American documentary film

Theaters of War is a 2022 American documentary film that probes the influence of the Pentagon and CIA in shaping Hollywood and television scripts. The film examines a trove of internal state documents in addition to interviewing academics, government officials, veterans, and industry players like Oliver Stone.

==Production==
The film is directed, edited, and narrated by Communication Studies professor Roger Stahl and co-produced by Matthew Alford, Tom Secker and Sebastian Kaempf.

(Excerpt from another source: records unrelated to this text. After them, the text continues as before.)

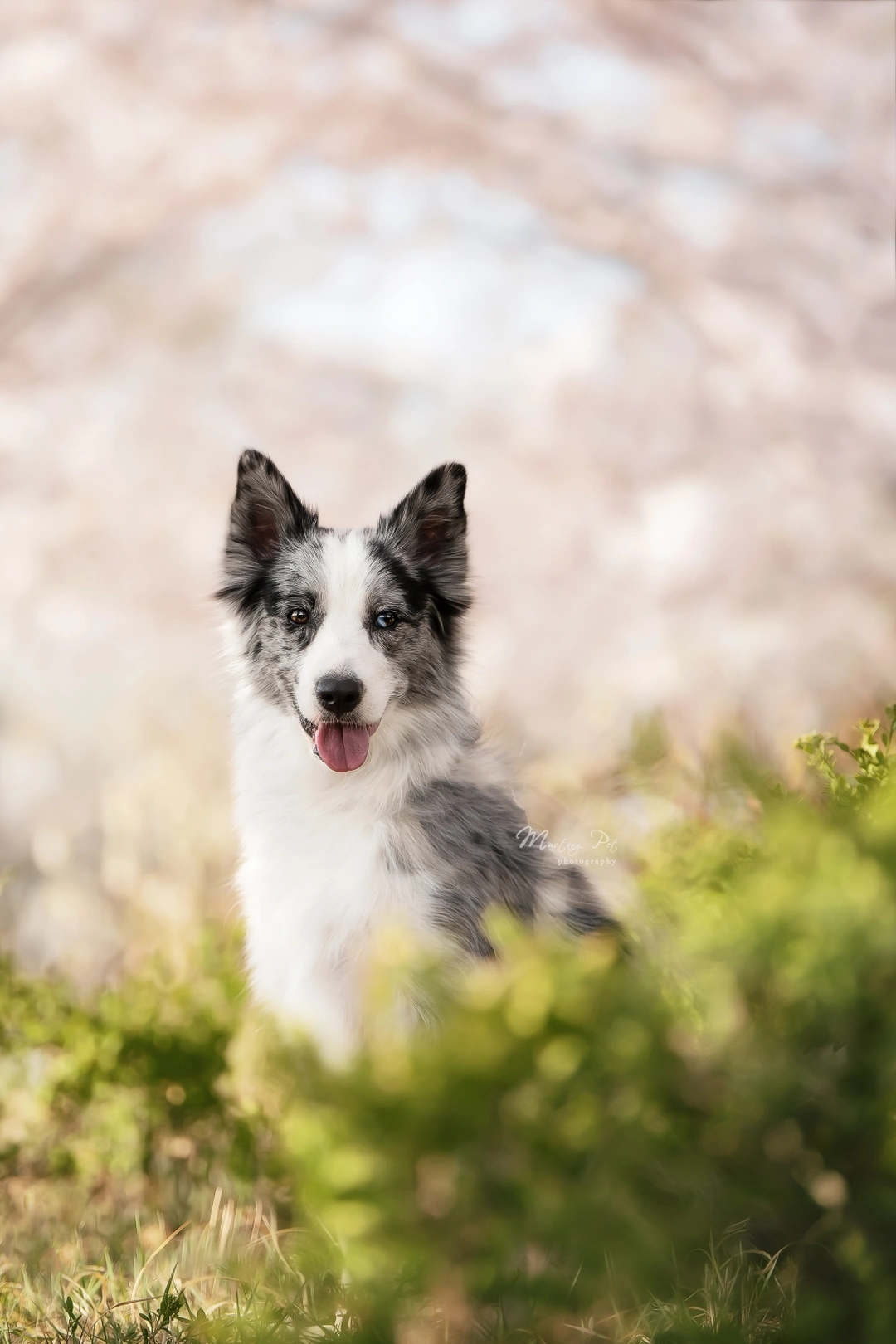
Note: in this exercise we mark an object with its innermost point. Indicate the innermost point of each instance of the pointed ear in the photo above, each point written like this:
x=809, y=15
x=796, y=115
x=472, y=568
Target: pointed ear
x=265, y=514
x=429, y=527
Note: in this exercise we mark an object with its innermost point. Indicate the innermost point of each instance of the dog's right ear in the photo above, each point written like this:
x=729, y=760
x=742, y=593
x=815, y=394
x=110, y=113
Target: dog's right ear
x=265, y=514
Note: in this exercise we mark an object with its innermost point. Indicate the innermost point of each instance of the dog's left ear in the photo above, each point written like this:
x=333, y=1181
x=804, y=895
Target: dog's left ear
x=429, y=524
x=429, y=528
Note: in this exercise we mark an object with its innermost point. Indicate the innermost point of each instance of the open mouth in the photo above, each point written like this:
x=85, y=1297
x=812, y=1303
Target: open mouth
x=343, y=746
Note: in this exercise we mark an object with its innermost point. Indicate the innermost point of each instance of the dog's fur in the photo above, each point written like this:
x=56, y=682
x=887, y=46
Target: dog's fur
x=423, y=832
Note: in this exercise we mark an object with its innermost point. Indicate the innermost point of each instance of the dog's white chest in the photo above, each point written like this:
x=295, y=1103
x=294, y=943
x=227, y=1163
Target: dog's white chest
x=323, y=871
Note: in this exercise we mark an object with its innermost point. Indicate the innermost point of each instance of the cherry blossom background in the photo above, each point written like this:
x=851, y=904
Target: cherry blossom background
x=631, y=261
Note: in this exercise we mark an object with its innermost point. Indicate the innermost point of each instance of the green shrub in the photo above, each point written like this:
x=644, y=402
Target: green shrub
x=688, y=1135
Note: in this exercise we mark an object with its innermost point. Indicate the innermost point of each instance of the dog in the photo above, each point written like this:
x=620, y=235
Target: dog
x=364, y=796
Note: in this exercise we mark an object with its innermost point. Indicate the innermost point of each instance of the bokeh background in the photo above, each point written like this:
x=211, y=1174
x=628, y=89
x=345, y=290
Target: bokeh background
x=631, y=261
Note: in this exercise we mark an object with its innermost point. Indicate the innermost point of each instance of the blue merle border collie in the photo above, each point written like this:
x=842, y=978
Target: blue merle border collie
x=364, y=796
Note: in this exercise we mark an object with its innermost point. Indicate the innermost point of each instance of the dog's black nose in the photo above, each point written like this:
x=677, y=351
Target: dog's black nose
x=338, y=694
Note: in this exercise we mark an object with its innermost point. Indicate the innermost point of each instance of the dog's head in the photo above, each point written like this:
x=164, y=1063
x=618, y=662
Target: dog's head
x=342, y=628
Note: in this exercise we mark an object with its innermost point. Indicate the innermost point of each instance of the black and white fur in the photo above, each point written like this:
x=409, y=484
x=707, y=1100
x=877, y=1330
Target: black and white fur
x=349, y=643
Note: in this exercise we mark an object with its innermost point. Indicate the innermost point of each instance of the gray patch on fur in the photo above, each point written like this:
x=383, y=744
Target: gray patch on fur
x=476, y=834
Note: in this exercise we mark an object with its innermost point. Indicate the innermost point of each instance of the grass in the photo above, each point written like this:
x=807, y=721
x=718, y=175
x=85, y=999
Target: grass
x=689, y=1138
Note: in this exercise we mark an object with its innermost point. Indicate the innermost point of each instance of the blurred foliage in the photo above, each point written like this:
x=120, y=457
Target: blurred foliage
x=689, y=1136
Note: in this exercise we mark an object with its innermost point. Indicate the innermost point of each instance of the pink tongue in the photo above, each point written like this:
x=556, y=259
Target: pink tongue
x=343, y=746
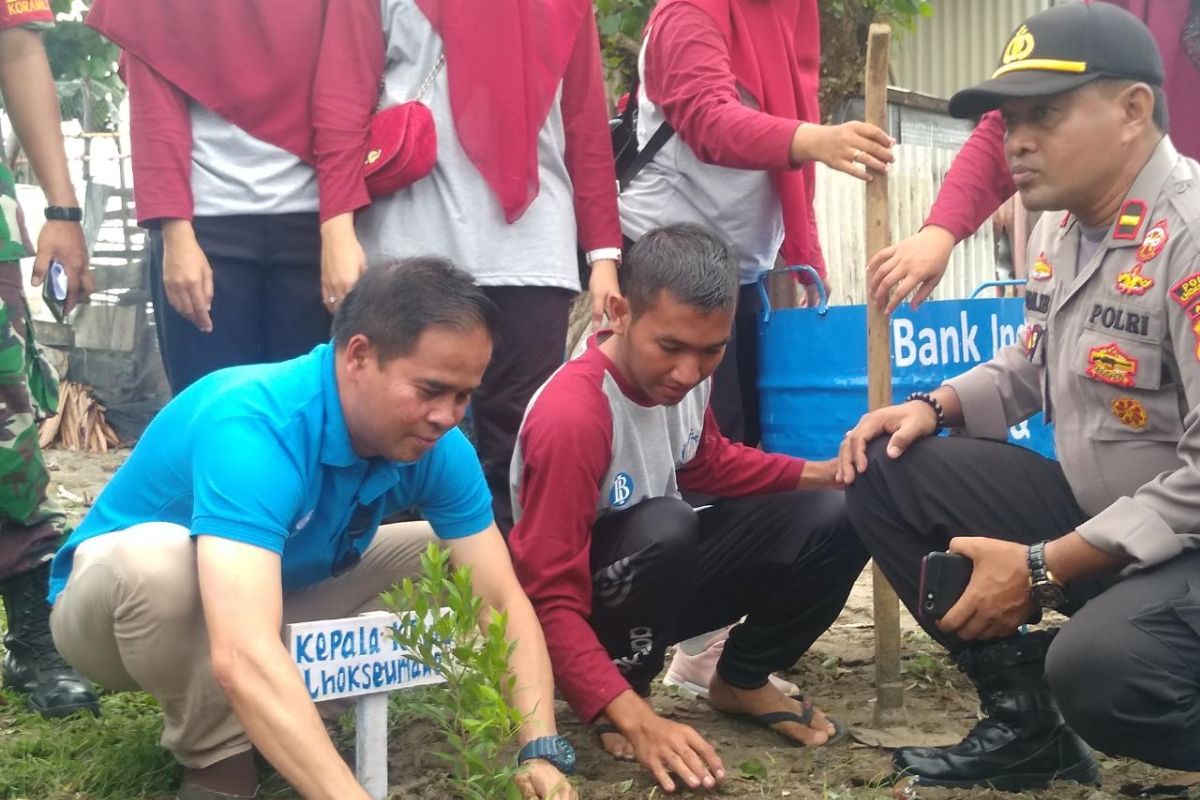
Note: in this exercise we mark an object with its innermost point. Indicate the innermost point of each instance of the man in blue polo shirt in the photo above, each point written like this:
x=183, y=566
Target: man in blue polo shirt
x=255, y=499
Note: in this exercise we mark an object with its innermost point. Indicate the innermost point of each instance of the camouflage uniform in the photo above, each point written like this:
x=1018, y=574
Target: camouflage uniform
x=31, y=525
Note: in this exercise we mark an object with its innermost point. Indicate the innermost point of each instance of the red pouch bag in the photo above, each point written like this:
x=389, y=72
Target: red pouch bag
x=402, y=144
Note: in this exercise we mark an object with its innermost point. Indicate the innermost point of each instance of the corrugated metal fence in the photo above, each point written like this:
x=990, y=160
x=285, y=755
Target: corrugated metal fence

Source material consists of thousands of pages of internal state documents acquired by Tom Secker through the Freedom of Information Act and thousands more acquired by Roger Stahl from various archival sites.  Some case studies draw analysis from Matthew Alford and Tom Secker's National Security Cinema and David Robb's Operation Hollywood.

==Reception==
The film's release coincided with the release of the military-supported blockbuster Top Gun: Maverick, which Stahl wrote about in an editorial for the Los Angeles Times. After selling on online platforms, Theaters of War premiered at the 2022 Lone Star Film Festival and later won Best Feature Documentary at the 2023 I Will Tell Festival. CounterPunch called it a "fantastic new film [that performs] an important public service." Academy Award-nominated screenwriter and journalist David Sirota called it a "must-see documentary." Journalist and media watchdog Norman Solomon described it as "dramatic smoking-gun evidence of methodical and deadly manipulation." Comedian Alexei Sayle discussed the film's content before joking how the CIA would rewrite ITV's soap opera Emmerdale in an episode of Alexei Sayle's Imaginary Sandwich Bar. Chris Moukarbel featured the film in his 2024 documentary The Honey Trap on Paramount+.